This novel is a hodgepodge of styles and standard plotlines, trying to do too much with too little organization. The promo material sets it up pretty well:
“Robot Asteroid follows three researchers racing against both a bizarre plague and a crumbling, Orwellian society to decode an ancient riddle foretelling the current collapse of the Earth’s weather.”
This is two different novels imperfectly intermeshed. One is a zombie movie, the other a “Chariots of the Gods” Sci-Fi interpretation of prehistoric visits by alien beings. Unfortunately, these are very different in style and material, appealing to very different reading audiences.
Good Sci-Fi requires that any hi-tech science sounds at least possible. This doesn’t. It teems with improbability. Two Mars-bound astronauts intercept an asteroid containing the remains of an old hi-tech Ancient Egyptian outpost which had been infested by a plague which turns humans into robots. They return to Earth in a space shuttle thousands of years old and instigate a zombie gorefest. You know the sort: living humans erupting in bodily fluids, heads and arms being torn off in gouts of blood. Screams and moans, the latter being mostly from readers induced to experience this sort of pornography of violence.

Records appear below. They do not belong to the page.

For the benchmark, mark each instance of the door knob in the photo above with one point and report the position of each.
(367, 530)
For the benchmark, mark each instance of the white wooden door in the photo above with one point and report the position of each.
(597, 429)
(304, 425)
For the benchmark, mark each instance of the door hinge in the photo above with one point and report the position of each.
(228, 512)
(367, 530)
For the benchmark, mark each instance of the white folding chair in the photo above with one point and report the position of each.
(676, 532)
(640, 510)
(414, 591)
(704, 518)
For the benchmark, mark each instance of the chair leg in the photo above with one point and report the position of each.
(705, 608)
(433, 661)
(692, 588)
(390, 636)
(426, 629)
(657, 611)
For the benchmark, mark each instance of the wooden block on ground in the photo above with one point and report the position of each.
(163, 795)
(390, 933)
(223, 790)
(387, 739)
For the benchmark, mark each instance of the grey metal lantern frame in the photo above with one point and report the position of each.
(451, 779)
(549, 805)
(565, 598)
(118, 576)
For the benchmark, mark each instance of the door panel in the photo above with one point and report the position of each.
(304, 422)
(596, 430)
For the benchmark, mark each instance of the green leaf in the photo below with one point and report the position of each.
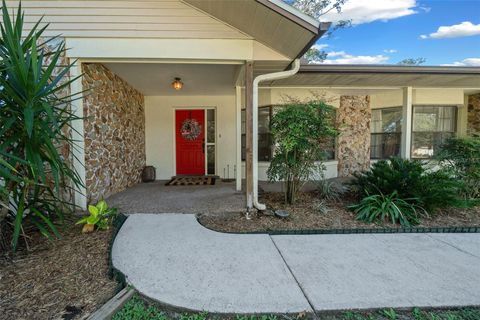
(102, 206)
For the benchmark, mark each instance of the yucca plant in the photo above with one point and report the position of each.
(100, 216)
(383, 208)
(36, 123)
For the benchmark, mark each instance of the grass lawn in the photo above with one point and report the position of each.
(138, 309)
(61, 279)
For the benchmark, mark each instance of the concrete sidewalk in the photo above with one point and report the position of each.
(174, 260)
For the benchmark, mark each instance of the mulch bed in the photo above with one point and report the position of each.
(305, 216)
(60, 279)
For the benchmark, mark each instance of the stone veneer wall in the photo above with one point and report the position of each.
(353, 144)
(114, 132)
(473, 126)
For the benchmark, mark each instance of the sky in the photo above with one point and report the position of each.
(444, 32)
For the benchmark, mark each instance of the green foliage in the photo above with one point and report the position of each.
(263, 317)
(330, 190)
(379, 207)
(35, 127)
(390, 314)
(298, 131)
(412, 62)
(462, 157)
(136, 309)
(100, 215)
(410, 179)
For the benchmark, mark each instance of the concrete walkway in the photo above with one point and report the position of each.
(155, 197)
(176, 261)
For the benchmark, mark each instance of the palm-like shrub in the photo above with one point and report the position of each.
(35, 125)
(299, 130)
(409, 179)
(379, 207)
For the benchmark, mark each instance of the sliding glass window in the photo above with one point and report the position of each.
(432, 125)
(386, 133)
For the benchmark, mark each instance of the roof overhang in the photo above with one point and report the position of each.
(364, 76)
(271, 22)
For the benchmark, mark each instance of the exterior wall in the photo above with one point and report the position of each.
(114, 129)
(473, 124)
(394, 98)
(160, 138)
(353, 144)
(354, 115)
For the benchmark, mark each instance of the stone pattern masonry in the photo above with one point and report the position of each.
(114, 128)
(473, 126)
(353, 144)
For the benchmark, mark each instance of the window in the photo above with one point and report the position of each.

A major problem involves inconsistency. In one place, the robots are cold and…well…robotic. Later on, they are evil, toying with their victims. Some are torn apart, others inflicted with the plague, with no apparent distinction or reason.
And this mayhem leads up to a sudden happy ending from a different book, full of pleasantly tied up loose ends and running gags.
There are all sorts of good ideas and creative thinking in this novel, and I suppose there is a market for it, but it isn’t anything I picture many of my readers enjoying.